To each vertex of a regular pentagon an integer is assigned in such a way that the sum of all of the five numbers is positive. If three consecutive vertices are assigned the numbers x, y, z, respectively, and y < 0, then the following operation is allowed: the numbers x, y, z are replaced by x + y, −y, z + y, respectively. Such an operation is performed repeatedly as long as at least one of the five numbers is negative. Determine whether this procedure necessarily comes to an end after a finite number of steps.
The answer says that it does come to an end after a finite number of steps.
Normally in these type of questions which involve transformations, one would look for an invariant, but I am having trouble in doing so. Is looking for an invariant/semi-invariant the right way to go? Or, is there any other way of looking at it ?

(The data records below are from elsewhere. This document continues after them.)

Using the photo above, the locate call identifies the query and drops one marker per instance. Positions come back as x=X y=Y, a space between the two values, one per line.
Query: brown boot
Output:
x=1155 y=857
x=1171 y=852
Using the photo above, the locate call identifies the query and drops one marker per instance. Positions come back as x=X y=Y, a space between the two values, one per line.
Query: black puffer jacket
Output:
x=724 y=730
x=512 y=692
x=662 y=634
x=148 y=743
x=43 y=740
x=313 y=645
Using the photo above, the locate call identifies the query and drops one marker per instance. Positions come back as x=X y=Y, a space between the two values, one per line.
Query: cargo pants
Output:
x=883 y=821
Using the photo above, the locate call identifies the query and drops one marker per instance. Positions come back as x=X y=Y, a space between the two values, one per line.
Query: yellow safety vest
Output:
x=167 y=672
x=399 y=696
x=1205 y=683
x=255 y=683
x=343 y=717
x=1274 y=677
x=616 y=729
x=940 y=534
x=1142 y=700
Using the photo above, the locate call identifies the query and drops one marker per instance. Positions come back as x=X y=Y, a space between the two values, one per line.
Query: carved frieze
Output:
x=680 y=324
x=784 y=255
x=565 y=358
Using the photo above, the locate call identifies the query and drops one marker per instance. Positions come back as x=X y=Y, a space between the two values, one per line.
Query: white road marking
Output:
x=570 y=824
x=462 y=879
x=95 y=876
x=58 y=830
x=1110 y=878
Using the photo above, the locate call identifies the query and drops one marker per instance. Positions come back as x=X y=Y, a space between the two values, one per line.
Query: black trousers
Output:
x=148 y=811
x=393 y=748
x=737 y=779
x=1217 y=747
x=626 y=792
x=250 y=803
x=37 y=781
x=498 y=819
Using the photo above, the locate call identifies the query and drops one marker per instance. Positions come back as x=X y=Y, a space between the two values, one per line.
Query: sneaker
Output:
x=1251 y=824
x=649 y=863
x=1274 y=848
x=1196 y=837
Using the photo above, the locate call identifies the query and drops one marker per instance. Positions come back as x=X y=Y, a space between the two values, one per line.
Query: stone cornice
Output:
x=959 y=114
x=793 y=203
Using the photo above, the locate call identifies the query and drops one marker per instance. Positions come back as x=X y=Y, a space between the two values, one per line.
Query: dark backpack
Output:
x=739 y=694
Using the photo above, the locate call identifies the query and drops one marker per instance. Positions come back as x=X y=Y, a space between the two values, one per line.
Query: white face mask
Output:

When the operation is performed the quantity decreases by $|x|+|z|−|x+y|−|y+z|$. The desired semi-invariant should include the absolute values of pairwise sums, sums of triples and foursomes as well. With a pentagon numbered $v,w, x, y, z$ and the semi-invariant defined by $$ S(v,w, x, y, z) = |v| + |w| + |x| + |y| + |z| + |v + w| + |w + x| + |x + y| + |y + z| + |z + v| + |v + w + x| + |w + x + y| + |x + y + z| + |y + z + v| + |z + v + w| + |v + w + x + y| + |w + x + y + z| + |x + y + z + v| + |y + z + v + w| + |z + v + w + x|, $$ it is evident that the operation reduced the value of $S$ by the expression $$ |z + v + w + x| − |z + v + w + x + 2y| = |s − y| − |s + y|,$$ where $$s = v + w + x + y + z $$ As $s > 0$ and $y < 0$, it is trivial that $$ |s − y| − |s + y| > 0$$ Thus $S$ is a semi-invariant with the required property. Using the semi-invariant, one can produce a proof by infinite descent.